La última noticia procedente del Ayuntamiento de la City me deja estupefacto. Esta ciudad, qué duda cabe, es una mina, y ni siquiera es necesario inventarse una serpiente de verano en el mes de agosto para rellenar columnas, como hacían los gacetilleros de otros tiempos. La información es delirante: se desconoce el número exacto de trabajadores municipales, enigma similar a si Oswald fue el único que disparó a JFK. Mientras que la Corporación habla de 1.970, la oposición los cuantifica en 1.640 y para los sindicatos, flexibles ellos, el número oscila entre los 1.700 y los 1.730.
El asunto puede ser grave para los contribuyentes, pero es terrible y siniestro para los afectados. Habrá gente que piensa que trabaja en el Ayuntamiento, que se levanta cada mañana para acudir a su puesto, que incluso cobra una nómina y le cuenta a su mujer cómo le ha ido en el curro mientras se lobotomizan viendo ‘Sálvame’. Pero nada de todo eso es real y su vida es un engaño, porque él –aunque piense lo contrario- no trabaja en el Ayuntamiento. Es todo un sueño, una visión, y su existencia discurre en una universo paralelo que sólo se conecta en ocasiones con la realidad. Kafka ha abandonado la vieja Praga y se apalanca a orillas del Bernesga.

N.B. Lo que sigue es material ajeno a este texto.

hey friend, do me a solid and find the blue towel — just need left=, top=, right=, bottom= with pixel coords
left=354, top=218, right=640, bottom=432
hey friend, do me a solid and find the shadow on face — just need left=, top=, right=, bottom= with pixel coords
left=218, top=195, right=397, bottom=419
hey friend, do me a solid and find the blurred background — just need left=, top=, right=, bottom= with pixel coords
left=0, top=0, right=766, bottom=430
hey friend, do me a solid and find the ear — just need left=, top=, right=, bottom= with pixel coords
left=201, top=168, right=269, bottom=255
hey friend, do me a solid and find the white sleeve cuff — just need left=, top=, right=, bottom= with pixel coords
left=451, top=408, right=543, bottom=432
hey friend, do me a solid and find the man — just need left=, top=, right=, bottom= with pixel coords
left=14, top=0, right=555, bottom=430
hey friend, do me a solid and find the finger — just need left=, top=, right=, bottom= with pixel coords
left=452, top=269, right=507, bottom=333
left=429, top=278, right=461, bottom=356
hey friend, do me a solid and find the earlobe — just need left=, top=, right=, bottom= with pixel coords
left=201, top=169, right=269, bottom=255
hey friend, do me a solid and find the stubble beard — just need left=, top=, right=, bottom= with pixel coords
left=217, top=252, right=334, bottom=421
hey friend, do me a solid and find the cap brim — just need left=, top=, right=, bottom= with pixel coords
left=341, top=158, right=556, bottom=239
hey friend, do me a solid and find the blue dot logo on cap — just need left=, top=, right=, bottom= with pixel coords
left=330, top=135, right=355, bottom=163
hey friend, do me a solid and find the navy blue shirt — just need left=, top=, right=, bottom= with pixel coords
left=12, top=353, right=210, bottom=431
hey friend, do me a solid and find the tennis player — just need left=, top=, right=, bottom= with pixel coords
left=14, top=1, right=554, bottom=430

No creo que este Ayuntamiento sea una excepción, y lo que aquí sucede acontece a todos los niveles y en todas partes. La reflexión que uno se hace puede llevar al desconsuelo. No es que las Administraciones no tengan ni la más remota idea de qué camino tomar para salir de la crisis o de cómo solucionar el problema del paro. Es que desconocen cosas tan esenciales como cuántos trabajadores tienen a su servicio o cuánto dinero deben. No dominan la situación, y ni siquiera la intuyen.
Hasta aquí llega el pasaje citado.